Plus précisément, les chercheurs ont identifié quatre phases d’évolution précoce de la catalyse : une phase exclusivement métallique, une phase hybride métal-enzyme et deux évolutions distinctes vers les ancêtres des lignées bactériennes et archéennes. De nouvelles enzymes seraient ensuite apparues chez ces lignées, remplaçant progressivement les catalyseurs inorganiques fournis par leur environnement.

deux-lignees-vie

Métabolisme des premières cellules. Les composés initiaux sont représentés à gauche ; ils sont transformés par le métabolisme en éléments constitutifs de la vie. Les 420 réactions enzymatiques sont indiquées par des cercles, les métabolites chimiques par des losanges, et des lignes relient les réactions ayant des métabolites communs. Les cercles magenta indiquent des réactions qui auraient pu être catalysées par des composés inorganiques présents dans le milieu où le métabolisme des premières cellules est apparu. © HHU/Nadja Hoffmann)

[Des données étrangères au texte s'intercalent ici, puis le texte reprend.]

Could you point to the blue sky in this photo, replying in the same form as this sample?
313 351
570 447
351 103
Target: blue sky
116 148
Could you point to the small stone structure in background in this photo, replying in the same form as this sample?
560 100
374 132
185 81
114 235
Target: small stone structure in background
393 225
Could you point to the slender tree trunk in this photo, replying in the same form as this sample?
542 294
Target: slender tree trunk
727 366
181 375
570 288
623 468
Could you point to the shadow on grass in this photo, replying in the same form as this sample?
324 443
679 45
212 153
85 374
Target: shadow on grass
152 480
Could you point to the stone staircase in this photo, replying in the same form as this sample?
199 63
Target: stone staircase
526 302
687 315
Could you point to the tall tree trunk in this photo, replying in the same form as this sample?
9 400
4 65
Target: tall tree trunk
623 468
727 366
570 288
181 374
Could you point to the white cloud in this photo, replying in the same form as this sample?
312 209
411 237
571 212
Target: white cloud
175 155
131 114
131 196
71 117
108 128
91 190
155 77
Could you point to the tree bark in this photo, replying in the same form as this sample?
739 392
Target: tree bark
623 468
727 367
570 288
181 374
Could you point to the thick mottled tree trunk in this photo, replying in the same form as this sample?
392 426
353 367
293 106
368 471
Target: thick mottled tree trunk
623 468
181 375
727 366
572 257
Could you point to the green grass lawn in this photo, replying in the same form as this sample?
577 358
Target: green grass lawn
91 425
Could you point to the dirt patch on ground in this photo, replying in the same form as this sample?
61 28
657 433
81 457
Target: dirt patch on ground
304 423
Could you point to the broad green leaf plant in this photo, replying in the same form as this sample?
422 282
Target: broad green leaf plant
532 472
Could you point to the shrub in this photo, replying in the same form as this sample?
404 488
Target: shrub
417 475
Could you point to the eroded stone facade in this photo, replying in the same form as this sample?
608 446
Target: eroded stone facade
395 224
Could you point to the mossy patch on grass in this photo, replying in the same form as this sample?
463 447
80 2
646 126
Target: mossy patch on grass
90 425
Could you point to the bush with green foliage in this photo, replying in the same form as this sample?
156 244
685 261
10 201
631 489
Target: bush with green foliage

Deux lignées, deux trajectoires vers l’autonomie métabolique

Ces résultats suggèrent que les bactéries et les archées ont développé indépendamment des enzymes spécifiques pour catalyser la même réaction métabolique nécessaire à l’apparition des cellules libres. Cette évolution en parallèle suggère ainsi que les voies métaboliques conduisant aux lignées bactériennes et archéennes se sont assemblées indépendamment.

Cependant, malgré la présence d’alternatives catalytiques, une source d’énergie était également nécessaire pour alimenter les réactions nécessaires au métabolisme de LUCA. L’énergie alimentant le métabolisme est actuellement disponible sous la forme d’ATP (adénosine triphosphate), une molécule complexe synthétisée par des enzymes et qui n’est pas naturellement présente dans les sources hydrothermales.

Pour la phosphorylation prébiotique, les chercheurs proposent plutôt un rôle du phosphite associé à des métaux de transition naturels. « Lorsque l’on fait réagir du phosphite, une forme de phosphore présente naturellement dans les sources hydrothermales, avec des composés organiques, on obtient des réactions de phosphorylation métabolique en une nuit dans l’eau. Le phosphite et le palladium remplacent l’ATP et les enzymes ; c’est fascinant, et cela rend l’évolution primitive beaucoup plus facile à comprendre », explique Manon Schlikker, membre de l’équipe du HHU.

« Ces nouvelles données ne mènent qu’à une seule conclusion. Les lignées bactériennes et archéennes ont évolué indépendamment vers un état de vie libre. Seules les cellules libres sont vivantes. Soyons clairs : nous observons une origine du code génétique, mais deux origines de la vie », conclut Martin.